W95/Firkin.worm (911 worm)


911 Share Virus, Bat/911, Bat/Chode.worm, Foreskin


Related Viruses

Related Downloads

Date Added

 Discovery Date:3/22/00
 Risk Assessment:Low
 Minimum DAT:4071 (3/29/00)
 Minimum Engine:4.0.35

NOTE: This virus is the same as noted in the FBI's NIPC group posted an alert on Saturday, April 1st, 2000.

The worm starts on an infected computer when the ashield.pif and mstum.pif files are copied to the windows\startm~1\programs\startup and run next time the computer is started.

A user does not need to run a VBScript file, or read an e-mail message to get infected; it spreads over open network shares.

ashield.pif runs hide.bat, which uses the utility ashield.exe to hide the window that the worm process would otherwise leave visible.

mstum.pif runs mstum.bat, which is the actual worm process which runs in the background.

The first thing mstum.bat does is pause 10 seconds before doing anything. Then mstum.bat runs final.bat, which randomly selects a subnet to scan.

Each of the files A.BAT, B.BAT, C.BAT, D.BAT, E.BAT, F.BAT, G.BAT, H.BAT, I.BAT, and J.BAT contains code to scan a different part of the Internet. By randomly selecting one of those batch files, and replacing MSTUM.BAT with a copy of it, the batch file randomly selects one of the subnets to scan:


MSTUM.BAT then calls ADD.BAT, which contains the routines for stepping through IP addresses on the subnet. The ADD.BAT also tries to run the file CHAOS.BAT.

When scanning, it uses the ping utility and Windows NetBIOS to look for open shares called "C". These are shared drives that users intended to share with their local network, but inadvertently shared over the entire Internet. It then tries to map the remote drive as drive "J:"!

It then tries to remove previous instances of itself, as well as the VBS/Netlog worm.

As a test, it creates the directory "zx" the root directory of the remote drive and checks to see whether it was successful. If it succeeds it copies all the worm files in the c:\progra~1\foreskin\ directory to the j:\progra~1\foreskin directory.

Then depending on a random number, it will add the file slam.bat to the c:\autoexec.bat file of the remote machine. The next time the remote machine is started, the modified autoexec.bat will at random, either try to call 911 on the computers modem, or try to format all the hard drives, from h:-c:, and display the message "You have been sLamMeD By fOREsKIN mOThERfUCKER"

Then it will copy the ashield.pif and mstum.pif files to the directory j:\windows\startm~1\programs\startup\ashield.pif

where J: is the remote drive C: the virus mapped earlier.
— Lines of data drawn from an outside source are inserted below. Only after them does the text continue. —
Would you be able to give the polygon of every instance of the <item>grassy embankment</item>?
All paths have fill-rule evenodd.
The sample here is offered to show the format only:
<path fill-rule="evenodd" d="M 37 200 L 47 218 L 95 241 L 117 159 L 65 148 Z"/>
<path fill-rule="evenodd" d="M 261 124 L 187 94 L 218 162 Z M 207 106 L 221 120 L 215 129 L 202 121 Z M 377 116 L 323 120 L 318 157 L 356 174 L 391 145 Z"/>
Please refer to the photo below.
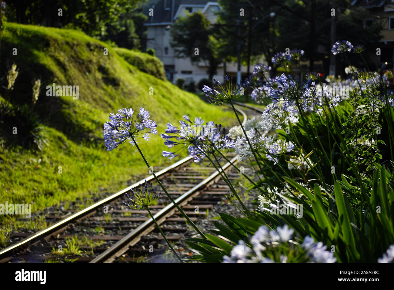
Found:
<path fill-rule="evenodd" d="M 164 78 L 162 64 L 155 58 L 109 47 L 75 30 L 10 23 L 3 28 L 1 76 L 13 63 L 19 75 L 14 89 L 3 87 L 0 95 L 15 105 L 31 104 L 32 80 L 41 79 L 41 89 L 33 109 L 39 116 L 49 146 L 40 151 L 11 146 L 10 140 L 0 135 L 0 203 L 32 203 L 34 214 L 103 190 L 116 192 L 128 180 L 148 175 L 135 147 L 126 144 L 105 150 L 103 124 L 110 112 L 121 108 L 137 110 L 143 107 L 157 122 L 159 134 L 149 142 L 139 142 L 154 167 L 176 161 L 162 156 L 166 147 L 160 133 L 167 122 L 178 123 L 185 114 L 224 124 L 234 118 L 222 108 L 205 103 L 159 78 Z M 12 54 L 13 48 L 17 56 Z M 108 55 L 103 53 L 105 48 Z M 79 86 L 79 98 L 47 96 L 46 87 L 53 82 Z M 59 167 L 61 174 L 58 173 Z M 0 215 L 0 247 L 6 245 L 13 231 L 45 226 L 43 217 L 21 216 Z"/>

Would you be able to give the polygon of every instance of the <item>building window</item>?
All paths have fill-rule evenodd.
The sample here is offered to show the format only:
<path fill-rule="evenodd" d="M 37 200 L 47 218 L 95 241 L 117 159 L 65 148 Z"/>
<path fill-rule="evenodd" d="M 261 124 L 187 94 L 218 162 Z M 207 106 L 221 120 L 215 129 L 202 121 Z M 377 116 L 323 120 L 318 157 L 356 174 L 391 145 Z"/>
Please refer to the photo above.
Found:
<path fill-rule="evenodd" d="M 379 56 L 379 61 L 382 62 L 392 62 L 393 61 L 393 48 L 382 47 Z"/>
<path fill-rule="evenodd" d="M 374 19 L 365 19 L 365 20 L 364 21 L 364 27 L 369 27 L 372 26 L 372 24 L 373 22 Z"/>
<path fill-rule="evenodd" d="M 394 30 L 394 17 L 390 17 L 388 19 L 388 29 Z"/>

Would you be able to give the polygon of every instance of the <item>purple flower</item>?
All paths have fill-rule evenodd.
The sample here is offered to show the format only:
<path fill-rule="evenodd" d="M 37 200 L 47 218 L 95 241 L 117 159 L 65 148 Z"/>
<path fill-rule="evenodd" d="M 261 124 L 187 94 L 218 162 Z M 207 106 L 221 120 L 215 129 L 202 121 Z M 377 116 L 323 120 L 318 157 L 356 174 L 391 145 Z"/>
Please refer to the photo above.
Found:
<path fill-rule="evenodd" d="M 334 55 L 338 53 L 351 51 L 353 49 L 353 46 L 347 40 L 338 41 L 334 44 L 331 51 Z"/>
<path fill-rule="evenodd" d="M 207 156 L 217 153 L 219 150 L 234 148 L 234 141 L 225 135 L 225 130 L 222 128 L 221 125 L 210 121 L 203 125 L 204 120 L 201 118 L 195 118 L 194 121 L 192 122 L 186 115 L 184 116 L 183 120 L 179 121 L 180 129 L 170 124 L 171 129 L 169 131 L 176 135 L 161 135 L 162 138 L 165 140 L 164 144 L 169 148 L 178 145 L 182 146 L 180 149 L 176 152 L 163 151 L 164 157 L 172 159 L 179 155 L 179 153 L 176 154 L 177 152 L 187 146 L 189 155 L 193 157 L 195 162 L 198 162 Z M 167 125 L 167 127 L 169 125 Z M 166 133 L 170 132 L 166 130 Z M 171 138 L 174 140 L 170 140 Z"/>
<path fill-rule="evenodd" d="M 275 64 L 281 64 L 290 61 L 291 57 L 290 54 L 286 55 L 284 52 L 277 52 L 274 54 L 271 61 Z"/>
<path fill-rule="evenodd" d="M 203 91 L 205 93 L 204 95 L 209 98 L 209 101 L 211 103 L 227 104 L 243 94 L 243 89 L 241 88 L 240 84 L 233 84 L 232 76 L 230 79 L 227 75 L 223 77 L 225 81 L 224 84 L 214 79 L 217 88 L 214 85 L 212 86 L 212 88 L 204 85 L 203 88 Z"/>
<path fill-rule="evenodd" d="M 104 123 L 103 137 L 107 151 L 115 149 L 126 140 L 130 140 L 130 143 L 134 146 L 133 138 L 135 140 L 136 137 L 139 137 L 149 141 L 149 133 L 157 134 L 157 125 L 149 119 L 149 112 L 143 108 L 139 109 L 136 119 L 133 118 L 134 110 L 131 108 L 123 108 L 118 112 L 116 115 L 110 114 L 110 120 Z M 150 131 L 144 132 L 146 129 Z"/>

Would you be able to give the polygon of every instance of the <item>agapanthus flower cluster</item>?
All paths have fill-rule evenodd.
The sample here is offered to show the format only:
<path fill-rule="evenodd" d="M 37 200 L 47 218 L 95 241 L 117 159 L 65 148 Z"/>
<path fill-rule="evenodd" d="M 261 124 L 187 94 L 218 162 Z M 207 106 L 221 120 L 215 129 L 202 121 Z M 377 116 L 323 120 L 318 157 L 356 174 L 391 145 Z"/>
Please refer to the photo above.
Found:
<path fill-rule="evenodd" d="M 251 86 L 254 88 L 258 87 L 265 81 L 264 74 L 271 70 L 270 66 L 263 64 L 257 64 L 253 68 L 253 71 L 243 82 L 245 87 Z"/>
<path fill-rule="evenodd" d="M 304 51 L 294 49 L 286 52 L 279 52 L 275 54 L 271 61 L 275 64 L 288 64 L 292 62 L 296 62 L 299 60 L 301 56 L 304 55 Z"/>
<path fill-rule="evenodd" d="M 165 140 L 164 144 L 169 148 L 177 145 L 181 145 L 181 148 L 176 152 L 163 151 L 163 156 L 172 159 L 179 155 L 179 153 L 177 154 L 177 152 L 187 147 L 189 155 L 198 162 L 207 156 L 218 153 L 219 150 L 234 148 L 235 141 L 225 135 L 225 129 L 221 125 L 215 124 L 213 121 L 203 125 L 204 122 L 201 117 L 196 117 L 192 122 L 185 115 L 183 120 L 179 121 L 180 129 L 173 126 L 169 122 L 167 123 L 166 134 L 162 133 L 161 135 Z"/>
<path fill-rule="evenodd" d="M 237 159 L 240 162 L 245 161 L 252 156 L 253 153 L 265 152 L 273 142 L 275 136 L 264 137 L 258 131 L 251 129 L 246 132 L 249 142 L 243 135 L 236 142 L 235 148 Z M 249 144 L 251 145 L 251 148 Z"/>
<path fill-rule="evenodd" d="M 203 134 L 203 139 L 200 139 L 198 143 L 188 147 L 189 155 L 193 157 L 195 162 L 199 162 L 207 157 L 216 156 L 220 151 L 228 151 L 229 149 L 234 148 L 235 140 L 228 138 L 226 135 L 225 129 L 222 128 L 221 125 L 215 124 L 214 132 L 213 134 Z"/>
<path fill-rule="evenodd" d="M 268 148 L 267 157 L 269 160 L 274 161 L 274 164 L 276 164 L 279 161 L 279 158 L 281 155 L 290 152 L 294 148 L 294 145 L 291 142 L 286 142 L 278 139 Z"/>
<path fill-rule="evenodd" d="M 305 111 L 311 109 L 316 95 L 312 79 L 301 82 L 295 77 L 286 77 L 284 73 L 275 77 L 274 81 L 278 88 L 269 91 L 273 103 L 283 102 L 284 109 L 288 112 L 289 108 L 297 108 L 298 105 Z"/>
<path fill-rule="evenodd" d="M 284 111 L 284 103 L 283 101 L 278 101 L 275 104 L 269 104 L 266 107 L 261 117 L 261 129 L 263 131 L 279 129 L 281 127 L 282 124 L 296 124 L 298 122 L 299 118 L 295 114 L 288 114 Z M 287 109 L 290 109 L 290 106 Z M 289 110 L 296 111 L 294 109 Z"/>
<path fill-rule="evenodd" d="M 323 110 L 323 107 L 325 106 L 329 108 L 336 107 L 342 101 L 340 94 L 344 95 L 344 92 L 338 88 L 338 94 L 335 95 L 333 94 L 333 86 L 329 87 L 325 84 L 323 86 L 318 84 L 316 86 L 316 105 L 318 112 Z M 342 91 L 343 90 L 342 90 Z M 346 94 L 346 92 L 345 92 Z"/>
<path fill-rule="evenodd" d="M 353 47 L 353 52 L 355 53 L 361 53 L 365 50 L 365 48 L 362 44 L 358 44 Z"/>
<path fill-rule="evenodd" d="M 243 88 L 240 84 L 233 84 L 232 76 L 230 79 L 227 76 L 223 77 L 224 82 L 222 84 L 219 81 L 214 79 L 216 87 L 212 85 L 212 88 L 204 85 L 203 91 L 204 95 L 209 98 L 209 101 L 213 104 L 223 105 L 239 97 L 243 94 Z"/>
<path fill-rule="evenodd" d="M 251 119 L 248 119 L 245 123 L 243 129 L 245 131 L 249 131 L 251 129 L 260 130 L 262 125 L 262 122 L 259 120 L 260 119 L 257 117 L 253 117 Z"/>
<path fill-rule="evenodd" d="M 38 100 L 38 95 L 40 94 L 41 87 L 41 80 L 37 80 L 34 81 L 34 85 L 33 86 L 33 97 L 32 98 L 33 105 L 35 104 Z"/>
<path fill-rule="evenodd" d="M 394 263 L 394 244 L 391 245 L 381 258 L 377 259 L 378 263 Z"/>
<path fill-rule="evenodd" d="M 308 185 L 303 183 L 300 183 L 297 182 L 297 183 L 304 187 L 307 187 Z M 267 192 L 263 195 L 259 195 L 257 196 L 257 199 L 258 200 L 258 210 L 262 211 L 272 211 L 271 209 L 267 208 L 267 206 L 271 208 L 271 209 L 276 209 L 278 211 L 280 211 L 283 209 L 279 209 L 281 206 L 285 206 L 285 207 L 292 208 L 293 209 L 296 208 L 297 205 L 294 203 L 288 197 L 294 197 L 298 198 L 301 198 L 304 196 L 303 194 L 301 191 L 297 190 L 290 189 L 291 192 L 287 188 L 284 188 L 281 190 L 276 187 L 274 187 L 271 189 L 269 187 L 267 188 Z M 282 199 L 282 201 L 280 201 L 277 198 L 279 196 L 280 196 Z M 275 204 L 275 202 L 276 202 Z M 281 204 L 281 202 L 284 202 Z M 286 209 L 284 209 L 286 210 Z M 273 211 L 273 212 L 275 212 Z"/>
<path fill-rule="evenodd" d="M 331 49 L 331 51 L 333 54 L 335 55 L 338 53 L 351 51 L 353 49 L 353 46 L 349 41 L 342 40 L 336 41 L 334 44 Z"/>
<path fill-rule="evenodd" d="M 369 138 L 359 138 L 356 140 L 353 140 L 350 143 L 353 147 L 361 146 L 362 147 L 370 147 L 373 145 L 375 145 L 375 141 L 373 139 L 370 140 Z"/>
<path fill-rule="evenodd" d="M 270 71 L 271 67 L 264 64 L 257 64 L 253 67 L 252 73 L 258 75 L 262 75 L 265 73 Z"/>
<path fill-rule="evenodd" d="M 228 136 L 233 140 L 236 140 L 239 137 L 243 135 L 242 128 L 240 126 L 234 126 L 229 130 Z"/>
<path fill-rule="evenodd" d="M 242 240 L 223 257 L 223 263 L 335 263 L 333 253 L 326 251 L 322 242 L 316 243 L 310 237 L 302 244 L 294 237 L 294 230 L 287 225 L 271 230 L 260 226 L 250 239 L 249 247 Z"/>
<path fill-rule="evenodd" d="M 314 164 L 309 157 L 305 158 L 305 156 L 292 156 L 293 158 L 290 158 L 288 163 L 288 167 L 290 170 L 298 169 L 308 171 L 310 168 L 310 165 L 313 166 Z"/>
<path fill-rule="evenodd" d="M 137 142 L 136 137 L 149 141 L 149 133 L 157 134 L 156 123 L 149 119 L 149 112 L 143 108 L 140 108 L 136 117 L 133 117 L 134 110 L 131 108 L 123 108 L 119 112 L 110 114 L 110 120 L 104 123 L 103 137 L 107 151 L 110 151 L 128 140 L 134 146 L 134 142 Z M 147 132 L 147 129 L 150 131 Z"/>
<path fill-rule="evenodd" d="M 156 193 L 154 189 L 152 187 L 152 183 L 148 187 L 148 183 L 145 180 L 143 188 L 142 185 L 139 187 L 135 187 L 130 189 L 131 195 L 126 194 L 127 197 L 127 202 L 123 204 L 133 210 L 143 210 L 147 207 L 154 206 L 157 204 L 157 201 L 160 197 L 160 193 Z"/>

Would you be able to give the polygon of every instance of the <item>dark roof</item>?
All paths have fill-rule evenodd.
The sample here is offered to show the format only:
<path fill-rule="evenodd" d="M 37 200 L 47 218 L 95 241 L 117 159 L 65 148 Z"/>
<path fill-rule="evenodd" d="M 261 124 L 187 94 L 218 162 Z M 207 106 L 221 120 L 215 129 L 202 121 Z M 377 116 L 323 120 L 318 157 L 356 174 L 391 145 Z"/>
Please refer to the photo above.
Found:
<path fill-rule="evenodd" d="M 386 0 L 355 0 L 351 1 L 352 5 L 361 6 L 367 9 L 381 7 L 387 4 L 386 2 Z"/>
<path fill-rule="evenodd" d="M 171 9 L 174 2 L 174 11 L 171 13 Z M 153 19 L 152 21 L 149 16 L 149 9 L 152 8 L 152 6 L 145 7 L 143 13 L 149 17 L 147 23 L 159 23 L 162 22 L 171 22 L 171 17 L 175 16 L 178 9 L 181 5 L 205 5 L 208 2 L 216 2 L 215 0 L 160 0 L 154 5 L 153 9 Z M 164 7 L 164 4 L 165 7 Z M 169 8 L 165 10 L 165 8 Z"/>

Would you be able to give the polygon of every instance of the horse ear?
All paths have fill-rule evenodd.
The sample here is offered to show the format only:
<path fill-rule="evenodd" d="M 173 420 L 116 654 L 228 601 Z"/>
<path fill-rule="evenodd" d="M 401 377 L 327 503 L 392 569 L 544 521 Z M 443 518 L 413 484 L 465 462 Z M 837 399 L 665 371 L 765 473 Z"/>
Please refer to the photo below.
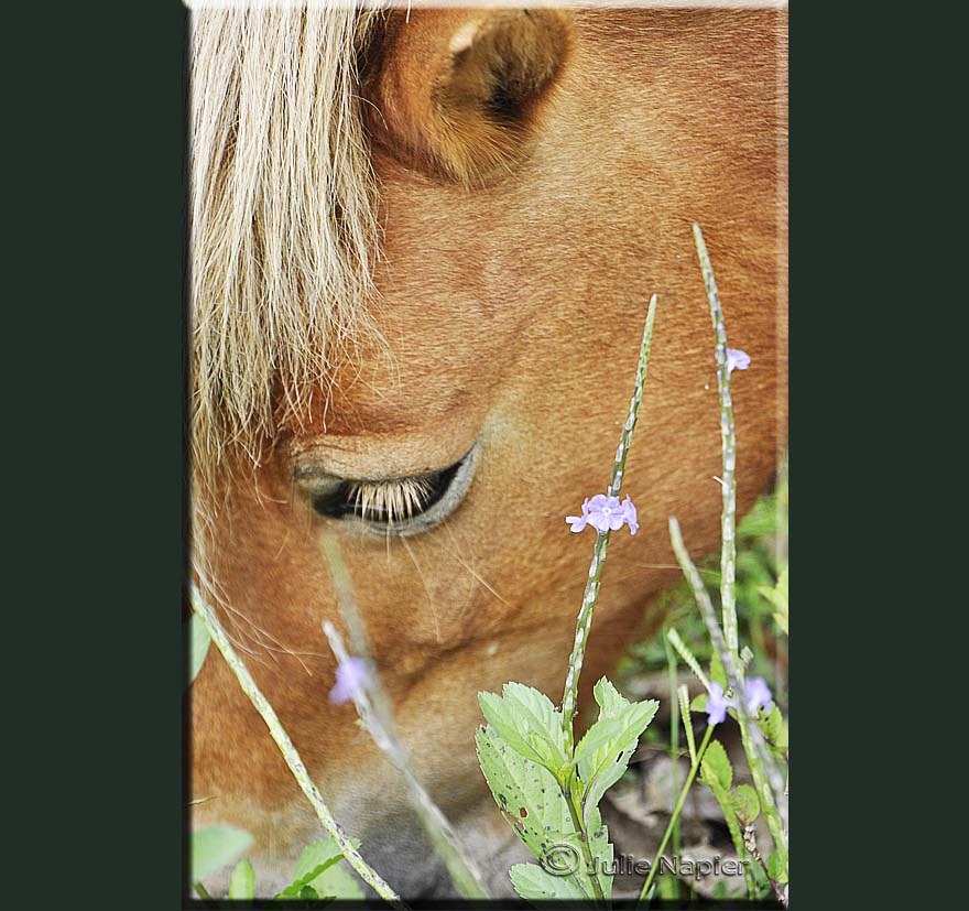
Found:
<path fill-rule="evenodd" d="M 392 13 L 364 71 L 373 140 L 432 176 L 489 183 L 526 155 L 571 45 L 558 10 Z"/>

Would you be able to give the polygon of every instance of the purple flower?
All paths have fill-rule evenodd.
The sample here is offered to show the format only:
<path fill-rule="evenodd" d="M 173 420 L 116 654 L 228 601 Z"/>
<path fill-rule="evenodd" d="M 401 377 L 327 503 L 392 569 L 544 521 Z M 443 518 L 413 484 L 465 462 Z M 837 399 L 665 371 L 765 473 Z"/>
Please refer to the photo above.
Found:
<path fill-rule="evenodd" d="M 727 372 L 732 373 L 734 370 L 747 370 L 750 367 L 750 355 L 741 351 L 740 348 L 727 349 Z"/>
<path fill-rule="evenodd" d="M 341 705 L 353 698 L 369 680 L 367 662 L 362 658 L 348 658 L 337 664 L 337 684 L 329 691 L 329 701 Z"/>
<path fill-rule="evenodd" d="M 583 514 L 567 516 L 565 521 L 574 532 L 581 531 L 586 525 L 591 525 L 599 532 L 607 529 L 619 531 L 623 524 L 628 524 L 630 534 L 635 534 L 640 527 L 635 506 L 629 497 L 620 502 L 619 497 L 607 497 L 605 494 L 597 494 L 591 500 L 586 497 Z"/>
<path fill-rule="evenodd" d="M 710 681 L 710 692 L 707 696 L 707 723 L 719 725 L 727 717 L 727 708 L 733 706 L 733 699 L 723 695 L 723 687 L 716 680 Z"/>
<path fill-rule="evenodd" d="M 751 715 L 756 715 L 758 709 L 766 708 L 771 704 L 771 690 L 763 677 L 751 677 L 743 684 L 743 701 Z M 728 708 L 737 708 L 736 699 L 728 699 L 723 695 L 723 687 L 717 681 L 710 681 L 710 690 L 707 695 L 707 720 L 711 725 L 719 725 L 727 717 Z"/>
<path fill-rule="evenodd" d="M 751 714 L 756 715 L 759 708 L 771 704 L 771 691 L 763 677 L 751 677 L 743 684 L 743 701 Z"/>

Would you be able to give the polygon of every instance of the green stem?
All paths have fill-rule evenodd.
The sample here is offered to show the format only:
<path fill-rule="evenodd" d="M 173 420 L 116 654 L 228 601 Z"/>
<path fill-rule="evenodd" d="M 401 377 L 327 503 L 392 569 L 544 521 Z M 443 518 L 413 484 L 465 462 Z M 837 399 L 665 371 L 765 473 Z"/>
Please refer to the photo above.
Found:
<path fill-rule="evenodd" d="M 656 316 L 656 301 L 654 294 L 650 299 L 650 308 L 646 313 L 646 325 L 643 329 L 643 340 L 640 345 L 640 359 L 636 367 L 635 387 L 632 400 L 629 404 L 629 414 L 619 437 L 619 446 L 616 449 L 616 462 L 612 465 L 612 477 L 609 481 L 607 495 L 618 497 L 622 488 L 622 476 L 625 471 L 625 459 L 632 443 L 632 432 L 635 429 L 640 404 L 643 400 L 643 387 L 646 382 L 646 367 L 650 362 L 650 345 L 653 339 L 653 321 Z M 568 672 L 565 677 L 565 693 L 562 697 L 562 726 L 570 748 L 574 740 L 573 718 L 575 717 L 576 704 L 578 703 L 579 674 L 583 670 L 583 660 L 586 654 L 586 643 L 589 641 L 589 631 L 592 628 L 592 611 L 599 598 L 599 579 L 602 575 L 602 564 L 606 562 L 606 550 L 609 546 L 609 531 L 599 532 L 592 551 L 592 563 L 589 566 L 589 578 L 586 582 L 586 590 L 583 595 L 583 606 L 576 618 L 576 637 L 571 654 L 568 659 Z"/>
<path fill-rule="evenodd" d="M 323 629 L 337 661 L 344 663 L 349 655 L 339 632 L 336 631 L 336 628 L 329 620 L 324 622 Z M 378 748 L 384 752 L 398 771 L 403 774 L 410 793 L 411 805 L 417 814 L 417 820 L 437 856 L 444 861 L 444 866 L 447 868 L 451 882 L 454 882 L 457 890 L 466 899 L 491 898 L 484 888 L 481 875 L 471 863 L 471 859 L 465 854 L 457 833 L 414 774 L 410 757 L 398 736 L 396 727 L 390 719 L 390 704 L 386 703 L 380 711 L 377 709 L 375 704 L 379 698 L 385 698 L 385 695 L 382 690 L 377 688 L 377 672 L 371 664 L 368 690 L 361 690 L 353 694 L 353 704 L 360 715 L 360 720 L 363 723 L 363 728 L 371 736 Z"/>
<path fill-rule="evenodd" d="M 353 847 L 339 823 L 334 818 L 329 807 L 323 799 L 323 794 L 319 793 L 319 789 L 309 777 L 309 772 L 306 771 L 306 767 L 303 764 L 300 753 L 296 752 L 293 741 L 290 740 L 290 736 L 286 734 L 285 728 L 280 724 L 275 711 L 269 704 L 265 696 L 262 695 L 260 688 L 255 685 L 255 681 L 252 679 L 252 675 L 249 673 L 242 659 L 236 653 L 236 650 L 232 648 L 229 637 L 222 629 L 222 625 L 219 622 L 215 610 L 202 599 L 202 594 L 195 588 L 195 586 L 192 588 L 192 609 L 202 618 L 205 628 L 208 630 L 209 637 L 211 637 L 213 642 L 216 643 L 218 650 L 222 653 L 226 663 L 239 681 L 242 692 L 246 693 L 255 711 L 262 717 L 262 720 L 265 722 L 265 726 L 269 728 L 269 733 L 280 748 L 280 752 L 283 755 L 286 766 L 290 767 L 290 771 L 293 773 L 293 777 L 296 779 L 300 788 L 306 795 L 306 800 L 309 801 L 311 805 L 316 811 L 316 815 L 319 817 L 319 822 L 323 823 L 323 827 L 333 835 L 334 840 L 339 845 L 340 853 L 347 859 L 347 863 L 360 875 L 360 878 L 370 886 L 374 892 L 377 892 L 378 896 L 385 901 L 394 902 L 399 907 L 404 907 L 400 896 L 398 896 L 398 893 L 383 881 L 380 875 L 360 856 L 359 852 Z"/>
<path fill-rule="evenodd" d="M 569 772 L 569 776 L 573 772 Z M 559 779 L 558 790 L 562 791 L 562 796 L 568 804 L 568 812 L 571 815 L 571 824 L 575 826 L 575 831 L 579 836 L 579 844 L 583 847 L 583 856 L 586 858 L 586 870 L 589 874 L 589 879 L 592 880 L 592 891 L 596 893 L 596 901 L 605 905 L 606 896 L 602 892 L 602 885 L 599 882 L 599 870 L 596 868 L 596 864 L 592 860 L 592 850 L 589 847 L 589 833 L 586 832 L 581 816 L 573 802 L 571 787 L 569 784 L 563 784 Z"/>
<path fill-rule="evenodd" d="M 696 600 L 700 615 L 704 618 L 704 622 L 707 626 L 707 631 L 710 636 L 714 648 L 720 655 L 723 670 L 727 672 L 727 679 L 736 688 L 734 695 L 737 696 L 737 704 L 740 706 L 737 709 L 737 719 L 740 724 L 740 737 L 743 742 L 743 751 L 747 755 L 747 761 L 750 766 L 750 776 L 753 779 L 754 788 L 758 792 L 758 799 L 761 802 L 761 807 L 764 813 L 764 822 L 767 824 L 767 829 L 771 833 L 771 837 L 774 839 L 774 847 L 777 848 L 777 853 L 781 855 L 784 861 L 784 868 L 786 869 L 787 836 L 784 832 L 780 813 L 777 812 L 777 804 L 774 800 L 774 788 L 769 781 L 767 768 L 762 758 L 766 752 L 766 745 L 764 744 L 760 727 L 758 727 L 756 718 L 751 717 L 750 709 L 747 707 L 743 699 L 743 676 L 740 673 L 740 662 L 736 659 L 734 652 L 731 652 L 726 648 L 720 627 L 717 626 L 717 616 L 714 611 L 714 604 L 710 600 L 707 589 L 704 587 L 703 579 L 700 578 L 696 565 L 689 558 L 686 545 L 683 543 L 679 522 L 677 522 L 672 516 L 669 517 L 669 540 L 673 544 L 673 552 L 676 554 L 676 560 L 683 568 L 683 574 L 686 576 L 687 582 L 689 582 L 689 586 L 693 589 L 694 599 Z"/>
<path fill-rule="evenodd" d="M 679 788 L 679 712 L 677 711 L 676 655 L 669 646 L 667 635 L 663 636 L 663 649 L 666 652 L 666 669 L 669 681 L 669 774 L 673 782 L 671 793 L 675 794 Z M 679 856 L 679 820 L 673 826 L 673 854 L 676 857 Z M 679 898 L 679 880 L 676 880 L 676 893 L 673 898 Z"/>
<path fill-rule="evenodd" d="M 693 236 L 696 241 L 697 257 L 704 273 L 707 289 L 707 301 L 710 305 L 710 319 L 717 336 L 717 387 L 720 394 L 720 443 L 722 452 L 722 477 L 720 478 L 723 508 L 720 514 L 720 611 L 723 617 L 723 635 L 731 654 L 737 654 L 737 600 L 734 579 L 737 575 L 737 538 L 734 521 L 737 514 L 737 435 L 733 430 L 733 402 L 730 394 L 730 369 L 727 366 L 727 326 L 723 323 L 723 308 L 714 267 L 704 242 L 700 226 L 694 224 Z"/>
<path fill-rule="evenodd" d="M 707 725 L 707 731 L 704 734 L 704 739 L 700 741 L 700 748 L 697 750 L 696 761 L 689 767 L 689 774 L 686 777 L 686 782 L 683 785 L 683 790 L 679 792 L 679 798 L 676 800 L 676 805 L 673 807 L 673 815 L 669 817 L 669 823 L 666 826 L 666 832 L 663 834 L 663 840 L 660 842 L 660 847 L 656 848 L 656 856 L 653 858 L 653 863 L 650 866 L 650 874 L 646 877 L 646 881 L 643 883 L 643 889 L 640 892 L 640 901 L 644 901 L 646 898 L 646 893 L 650 891 L 650 887 L 653 885 L 653 879 L 656 877 L 656 870 L 660 868 L 660 858 L 663 856 L 663 852 L 666 849 L 666 844 L 669 842 L 669 836 L 673 834 L 673 828 L 679 821 L 679 814 L 683 812 L 683 805 L 686 803 L 686 796 L 689 793 L 689 789 L 693 785 L 693 780 L 696 778 L 697 771 L 699 771 L 700 763 L 704 761 L 704 753 L 707 751 L 707 744 L 710 742 L 710 735 L 714 733 L 714 725 Z"/>

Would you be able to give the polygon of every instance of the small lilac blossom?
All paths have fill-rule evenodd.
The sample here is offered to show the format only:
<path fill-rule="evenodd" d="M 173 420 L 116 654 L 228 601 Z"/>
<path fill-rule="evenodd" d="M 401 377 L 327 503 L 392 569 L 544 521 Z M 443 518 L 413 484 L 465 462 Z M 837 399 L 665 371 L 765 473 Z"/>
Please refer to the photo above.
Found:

This means that the worm gets control next time the victim starts their computer since J: actually means drive C:.

Then it will write the text:

[Remote IP address] was sucessfully infected with foreskin

to the file c:\PROGRA~1\foreskin\cool.txt, which is used as an infection log.

The FINAL.BAT contains the comments:

REM fOREsKIN sElf rEPlIcAToR vERSION 1.07c final CHAoS (C) 2000 EMD LABS INC
REM rAndOm dEvIStAtOr
REM nOt pErFECt, bUt iT sERvES iTS pUrPosE....bAtCh fIlE pROgRAMmINg
REM sInCe tHis vIrUs uSeS aN .eXe fILe iT cAn pOtEnTiAllY sPReAD otHeR vIRuSeS oThER tHAn iTsElF...cOoL!!!
REM wAs nOt cREaTED bY tHE sAMe pERsON tHAT wROtE tHe nETwORk.vBs sHIt
REM iT wAs jUsT iN mY wAy

Existence of the above mentioned files, computer calls 911.

Method Of Infection
Running this file will directly install to the local machine and then it will begin scanning for available shares over the Internet.

Removal Instructions
Use specified engine and DAT files for detection and removal. Delete files found to contain this detection.